Activists Propose New Disability Access Symbol

Accessible Icon Project // Public Domain
Accessible Icon Project // Public Domain / Accessible Icon Project // Public Domain

When’s the last time you looked—really looked—at a street sign? Icons and symbols are all around us, so familiar that we barely even notice them. But whether or not we think about it, those symbols are messages. And activists say one of those messages, the disability access sign, is overdue for an update.

Take a look at the current International Symbol of Access, which depicts a person sitting in a wheelchair. Not moving, not acting, just sitting. This message (which could be read as: disabled person = passive object + wheelchair) is both problematic and outdated, according to activists from the Accessible Icon Project.

Sara Hendren and Brian Glenney created an alternative symbol depicting a person in motion in a wheelchair. At first, they disseminated the image through a sort of guerilla art activism, slapping new icon decals over the old symbol on public signs around Boston.

“We wanted this icon-action to be the occasion for asking questions about disability and the built environment, in the largest sense,” Hendren writes on the project’s website. “Who has access—physically, yes, but moreover, to education, to meaningful citizenship, to political rights? Framing this work as a street art campaign allowed it to live as a question, rather than a resolved proposition.”

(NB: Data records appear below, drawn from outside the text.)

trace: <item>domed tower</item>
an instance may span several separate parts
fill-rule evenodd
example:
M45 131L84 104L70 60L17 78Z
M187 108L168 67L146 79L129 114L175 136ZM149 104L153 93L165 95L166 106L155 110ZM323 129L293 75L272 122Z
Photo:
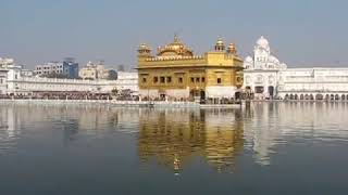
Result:
M159 47L158 56L194 56L194 52L191 49L186 47L179 38L175 35L174 41L165 44L164 47Z
M149 46L142 43L138 48L138 57L149 57L151 56L151 49Z
M225 51L225 44L224 44L224 41L221 37L216 41L215 51L220 51L220 52Z
M237 49L236 49L235 43L232 42L232 43L228 44L227 53L237 54Z

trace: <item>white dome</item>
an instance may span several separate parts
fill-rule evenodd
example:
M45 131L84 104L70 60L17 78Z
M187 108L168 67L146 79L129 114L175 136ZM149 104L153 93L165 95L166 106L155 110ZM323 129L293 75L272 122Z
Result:
M269 41L263 36L260 37L260 39L257 41L257 44L260 48L270 48Z

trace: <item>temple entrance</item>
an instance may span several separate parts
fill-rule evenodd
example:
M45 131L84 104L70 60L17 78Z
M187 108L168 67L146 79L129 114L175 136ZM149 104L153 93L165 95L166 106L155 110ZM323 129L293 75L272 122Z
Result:
M256 93L263 93L263 91L264 91L263 86L257 86L257 87L254 87L254 92L256 92Z
M322 94L316 94L315 100L324 100L324 96Z
M189 91L190 99L194 100L206 100L206 91L204 90L190 90Z
M165 101L165 94L164 94L164 93L161 93L161 94L160 94L160 100L161 100L161 101Z
M240 92L236 92L235 93L235 100L241 100L241 93Z
M206 91L200 90L200 100L206 100Z

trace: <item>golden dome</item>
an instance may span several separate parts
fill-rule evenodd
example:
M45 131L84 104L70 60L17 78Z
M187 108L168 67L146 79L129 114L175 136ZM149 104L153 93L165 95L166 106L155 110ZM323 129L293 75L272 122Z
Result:
M184 43L182 43L177 36L174 36L174 41L172 43L158 48L158 55L159 56L169 56L169 55L192 56L194 52Z
M224 51L225 50L225 43L221 37L217 38L216 44L215 44L215 51Z
M228 53L237 53L237 49L236 49L235 43L232 42L228 44L227 52Z

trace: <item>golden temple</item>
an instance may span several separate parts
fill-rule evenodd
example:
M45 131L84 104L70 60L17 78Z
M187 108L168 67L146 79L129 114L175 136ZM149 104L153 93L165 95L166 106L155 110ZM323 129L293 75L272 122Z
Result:
M233 99L243 84L243 60L236 47L227 49L219 38L214 51L195 55L177 36L151 54L147 44L138 49L138 81L141 98L187 100Z

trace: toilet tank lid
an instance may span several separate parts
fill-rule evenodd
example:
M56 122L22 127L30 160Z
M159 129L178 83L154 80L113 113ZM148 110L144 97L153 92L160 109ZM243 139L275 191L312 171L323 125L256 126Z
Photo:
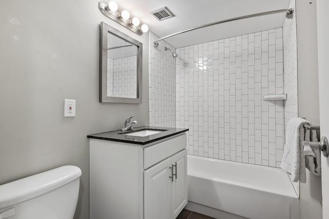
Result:
M81 170L64 166L0 186L0 209L47 193L78 178Z

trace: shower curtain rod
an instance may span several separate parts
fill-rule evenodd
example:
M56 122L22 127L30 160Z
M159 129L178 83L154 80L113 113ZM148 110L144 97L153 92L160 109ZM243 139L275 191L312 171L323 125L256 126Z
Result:
M114 46L113 47L110 47L108 48L107 49L108 50L109 50L111 49L118 49L119 48L122 48L122 47L126 47L127 46L133 46L132 45L127 45L126 46Z
M210 24L198 26L197 27L193 27L193 28L188 29L187 30L178 32L175 33L173 33L172 34L168 35L168 36L166 36L163 38L160 38L155 41L153 42L153 43L154 44L154 48L157 48L159 46L159 43L158 43L158 42L160 41L161 40L163 40L165 39L167 39L170 37L175 36L176 35L180 34L181 33L186 33L187 32L191 31L194 30L197 30L198 29L203 28L204 27L207 27L210 26L215 25L216 24L221 24L222 23L228 22L229 21L236 21L238 20L244 19L249 18L249 17L256 17L258 16L263 16L267 14L277 14L278 13L283 13L283 12L286 13L286 17L288 19L291 19L293 18L293 13L294 12L294 9L293 9L292 8L290 8L289 9L280 9L280 10L276 10L275 11L266 11L265 12L258 13L256 14L249 14L248 15L241 16L240 17L236 17L224 20L223 21L217 21L216 22L211 23Z

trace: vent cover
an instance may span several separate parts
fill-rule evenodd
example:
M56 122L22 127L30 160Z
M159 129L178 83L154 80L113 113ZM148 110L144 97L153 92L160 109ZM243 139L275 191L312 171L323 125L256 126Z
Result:
M160 21L175 16L174 14L167 7L156 10L151 12L151 13Z

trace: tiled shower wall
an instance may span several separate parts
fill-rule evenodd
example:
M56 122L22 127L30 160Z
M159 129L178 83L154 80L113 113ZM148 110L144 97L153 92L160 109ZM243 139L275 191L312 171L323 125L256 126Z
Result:
M150 125L155 126L175 127L176 59L164 46L175 48L166 41L159 42L157 48L153 42L159 37L150 32L149 61L149 89Z
M137 92L137 56L109 59L107 96L136 98Z
M263 96L283 92L282 28L176 52L176 122L190 129L189 153L280 167L283 101Z

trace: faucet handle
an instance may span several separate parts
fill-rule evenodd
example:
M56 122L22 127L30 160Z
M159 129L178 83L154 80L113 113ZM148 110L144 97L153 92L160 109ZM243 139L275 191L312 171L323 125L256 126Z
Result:
M125 123L130 123L130 120L132 119L132 118L133 118L133 117L135 117L135 116L131 116L131 117L129 117L129 118L127 118L127 119L125 120Z

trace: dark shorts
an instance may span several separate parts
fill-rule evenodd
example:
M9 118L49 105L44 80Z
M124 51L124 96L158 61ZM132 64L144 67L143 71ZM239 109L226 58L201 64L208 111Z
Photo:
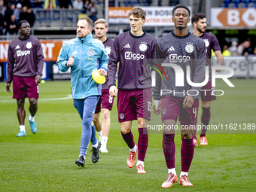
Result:
M207 84L202 87L202 90L208 90L208 91L201 91L201 100L203 102L210 102L216 100L216 96L212 95L212 92L215 90L214 87L212 87L212 81L209 81Z
M150 120L151 106L151 88L118 90L117 111L120 123L136 120L138 117Z
M39 87L35 84L35 76L29 78L14 76L13 92L14 99L22 99L26 97L38 99Z
M96 108L95 109L95 113L99 113L101 108L108 108L111 111L113 107L114 97L109 95L109 89L102 90L102 96L99 98ZM102 105L102 106L101 106Z
M181 122L181 125L196 125L197 123L197 113L199 100L196 99L191 108L183 108L184 99L162 96L161 116L162 121L175 120Z

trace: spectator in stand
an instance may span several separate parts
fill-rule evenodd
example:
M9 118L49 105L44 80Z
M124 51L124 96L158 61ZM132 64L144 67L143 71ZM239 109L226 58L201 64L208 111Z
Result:
M72 5L72 3L71 2L71 0L59 0L59 8L62 9L68 9L69 5L74 7Z
M28 7L24 6L23 8L23 12L20 14L19 21L21 20L28 21L30 25L30 28L32 28L34 26L35 17L32 11L32 8L31 5L29 5Z
M16 6L19 2L19 0L9 0L8 3L14 4Z
M227 44L223 46L222 55L224 56L231 56L230 52L228 50L228 46Z
M92 7L92 4L90 3L90 1L89 0L86 0L85 3L84 5L84 8L85 9L85 14L87 14L87 16L89 17L90 14L90 8Z
M44 0L35 0L33 3L33 8L42 8L44 2Z
M15 19L17 22L19 21L21 8L22 8L22 5L20 3L18 3L17 5L16 5L16 8L14 11L14 15L15 15Z
M242 55L243 56L248 56L248 55L251 55L253 54L253 49L251 47L251 41L245 41L245 42L243 42L243 47L244 49L242 50Z
M56 1L55 0L45 0L44 4L44 8L46 11L46 25L47 26L50 26L50 21L53 18L53 9L56 9Z
M238 55L242 55L242 51L245 49L245 47L243 47L243 43L241 43L238 47L237 47L237 54Z
M19 21L25 20L25 19L26 18L26 10L27 10L27 8L28 8L26 6L22 7L21 12L20 14Z
M32 28L34 26L34 23L35 20L35 16L34 14L34 12L32 11L32 7L31 5L28 6L28 8L26 10L26 20L30 25L30 28Z
M235 56L237 54L237 42L233 41L231 46L228 48L229 51L232 56Z
M21 2L21 5L23 6L23 7L24 7L24 6L29 6L29 5L31 5L31 4L30 4L30 1L29 0L21 0L20 1Z
M73 26L76 26L78 16L84 10L84 2L82 0L74 0L72 2L73 6Z
M90 8L90 15L89 17L94 22L96 21L97 20L97 8L95 7L95 4L92 3L92 7Z
M6 6L4 4L3 0L0 0L0 14L2 14L2 17L4 17L6 11Z
M10 23L8 24L6 35L16 35L18 32L17 23L15 15L11 15Z
M0 14L0 35L3 35L3 29L4 29L4 17L2 15L2 14Z
M4 27L8 29L8 23L11 23L11 17L14 14L14 11L15 9L15 5L11 5L8 4L8 6L5 11L5 16L4 16ZM5 32L5 35L6 35L6 32Z

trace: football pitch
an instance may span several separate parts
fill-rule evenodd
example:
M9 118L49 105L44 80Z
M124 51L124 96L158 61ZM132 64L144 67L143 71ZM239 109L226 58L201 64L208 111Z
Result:
M99 153L99 162L93 163L90 144L84 168L81 168L75 164L82 127L70 98L70 81L40 84L35 135L27 120L29 111L26 99L27 136L23 138L15 137L20 131L16 100L6 92L6 83L0 83L0 191L255 191L256 130L248 130L248 124L256 123L256 79L231 79L231 82L235 87L229 87L223 81L216 81L215 89L224 90L224 94L212 102L210 124L223 124L224 128L207 132L209 145L195 148L188 174L194 186L176 183L166 190L161 188L168 173L162 131L149 132L145 161L147 173L137 174L136 167L128 168L129 148L120 134L116 99L111 114L109 153ZM201 113L200 108L199 123ZM230 124L233 126L234 123L237 130L231 130ZM246 123L244 130L243 123ZM136 121L132 131L137 143ZM179 176L179 134L175 135L175 169Z

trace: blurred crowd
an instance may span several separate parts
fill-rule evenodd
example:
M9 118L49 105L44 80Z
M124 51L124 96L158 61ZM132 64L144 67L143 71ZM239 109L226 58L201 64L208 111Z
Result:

Before long, the campaign had drawn media attention, and Hendren and Glenney realized their project could make big changes if they went mainstream. They teamed up with a graphic designer to make a new icon that met international guidelines.

From its grassroots beginnings, the new dynamic icon has become a real contender to replace the old symbol. New York legislators have already adopted the person-in-motion icon, and Connecticut may be next. A bill introduced by Governor Dan Molloy suggests discarding the old symbol and instead marking public signs with “ … a dynamic character leaning forward with a sense of movement.” 

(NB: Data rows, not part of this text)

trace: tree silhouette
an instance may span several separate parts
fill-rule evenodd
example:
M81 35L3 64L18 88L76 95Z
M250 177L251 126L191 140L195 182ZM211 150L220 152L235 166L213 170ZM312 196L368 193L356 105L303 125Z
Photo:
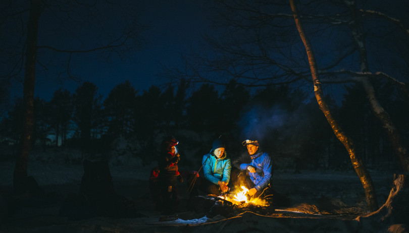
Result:
M126 81L115 86L105 99L104 112L108 123L108 134L118 137L133 132L136 92L131 83Z
M100 137L101 98L96 86L89 82L85 82L74 94L73 120L79 133L81 147L85 152L92 152L91 140Z
M47 115L54 129L56 145L65 146L73 113L72 98L70 92L61 88L56 90L49 106Z
M311 70L311 74L314 82L314 93L315 94L318 104L320 106L320 109L325 115L327 121L328 121L332 128L332 130L334 131L334 134L336 136L338 140L342 143L348 151L353 168L356 174L360 177L361 183L365 191L367 203L368 204L368 208L371 211L375 211L378 208L378 205L375 194L375 187L372 182L372 179L368 170L365 167L365 164L362 160L361 158L357 154L355 147L352 140L345 134L343 129L334 118L332 113L331 112L329 107L325 101L321 82L318 75L318 69L317 61L315 59L315 55L311 43L306 36L305 31L300 19L300 15L298 13L297 6L294 0L290 0L290 5L291 5L291 11L294 15L294 19L295 21L297 29L298 30L300 37L302 40L304 46L305 47L305 50L308 56L309 62L310 63Z
M39 64L44 73L53 70L61 79L75 78L71 68L76 55L101 51L105 58L113 54L123 56L140 45L138 38L143 29L135 23L134 8L123 7L123 4L117 2L104 1L91 5L70 1L31 0L29 3L29 6L15 1L2 5L4 20L0 23L3 29L10 29L4 30L9 31L10 36L2 38L6 39L2 42L8 45L8 52L2 53L1 58L5 61L2 63L7 65L0 76L15 78L24 74L24 127L14 180L14 190L17 195L24 193L27 180L34 124L35 81L39 73L36 65ZM116 14L118 12L116 10L121 14ZM122 22L118 24L123 25L124 30L118 30L117 24L110 28L111 24L107 22L111 16ZM65 64L64 68L52 69L56 63L60 68Z

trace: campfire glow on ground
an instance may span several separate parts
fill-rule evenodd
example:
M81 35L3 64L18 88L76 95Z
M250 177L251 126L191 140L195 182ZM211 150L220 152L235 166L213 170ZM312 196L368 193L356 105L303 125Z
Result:
M229 193L225 195L219 196L220 198L229 201L232 203L239 205L247 206L249 205L258 205L261 206L267 206L268 203L261 198L252 198L250 197L247 193L248 189L244 186L241 186L241 189L233 193Z

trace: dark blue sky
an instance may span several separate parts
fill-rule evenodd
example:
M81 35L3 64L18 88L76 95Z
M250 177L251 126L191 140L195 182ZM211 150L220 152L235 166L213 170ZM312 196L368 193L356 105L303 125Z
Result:
M201 35L207 30L208 16L203 1L139 2L142 23L148 25L143 34L142 49L132 53L125 62L114 59L106 63L85 55L73 67L73 73L83 81L94 83L104 98L113 87L126 80L129 80L139 93L152 85L163 83L165 80L157 76L162 65L182 66L181 54L196 47ZM74 93L80 85L72 80L62 83L41 74L36 78L35 95L46 100L60 87ZM13 84L11 92L12 96L22 96L22 83Z

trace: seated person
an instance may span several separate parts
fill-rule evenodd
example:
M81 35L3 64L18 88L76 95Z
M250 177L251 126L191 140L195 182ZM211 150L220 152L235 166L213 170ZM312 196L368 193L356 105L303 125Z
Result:
M259 147L257 140L247 139L242 144L248 153L234 161L238 169L232 171L232 183L235 187L245 186L251 197L264 197L270 193L268 189L273 171L271 158Z
M219 196L229 190L231 165L224 143L219 138L213 143L212 150L203 156L204 178L194 176L190 184L190 196L197 196L198 189L208 194Z

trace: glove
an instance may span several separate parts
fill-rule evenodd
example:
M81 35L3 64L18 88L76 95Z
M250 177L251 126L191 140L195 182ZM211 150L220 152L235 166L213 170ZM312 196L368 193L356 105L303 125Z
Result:
M182 175L179 174L176 177L176 179L178 180L178 181L180 182L181 183L183 183L183 178L182 177Z
M199 172L195 170L190 171L190 174L194 174L196 177L199 177Z

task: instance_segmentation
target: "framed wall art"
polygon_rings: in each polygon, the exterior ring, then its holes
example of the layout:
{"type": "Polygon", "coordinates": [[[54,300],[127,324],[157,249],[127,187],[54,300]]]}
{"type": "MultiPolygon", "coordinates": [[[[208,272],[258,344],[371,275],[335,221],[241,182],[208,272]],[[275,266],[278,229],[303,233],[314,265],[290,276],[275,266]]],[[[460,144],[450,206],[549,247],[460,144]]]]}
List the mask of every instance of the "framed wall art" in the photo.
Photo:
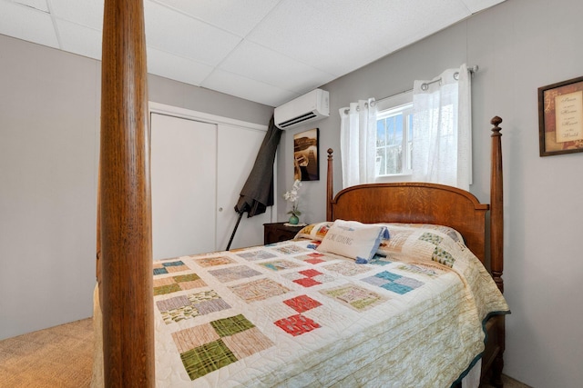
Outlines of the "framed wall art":
{"type": "Polygon", "coordinates": [[[319,181],[318,128],[293,135],[293,177],[300,181],[319,181]]]}
{"type": "Polygon", "coordinates": [[[540,156],[583,152],[583,77],[538,88],[540,156]]]}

It’s worth noting that the symbol has some limitations. Not all people with disabilities use wheelchairs; in fact, most don’t. Many disabilities are invisible, which can lead to extremely unpleasant misunderstandings in parking lots. But designers are making inroads there, too: this past summer, Washington, D.C.’s public transit unveiled awesome signs encouraging awareness of invisible disabilities.

Together, this new generation of signs and symbols are moving us towards a more conscientious future.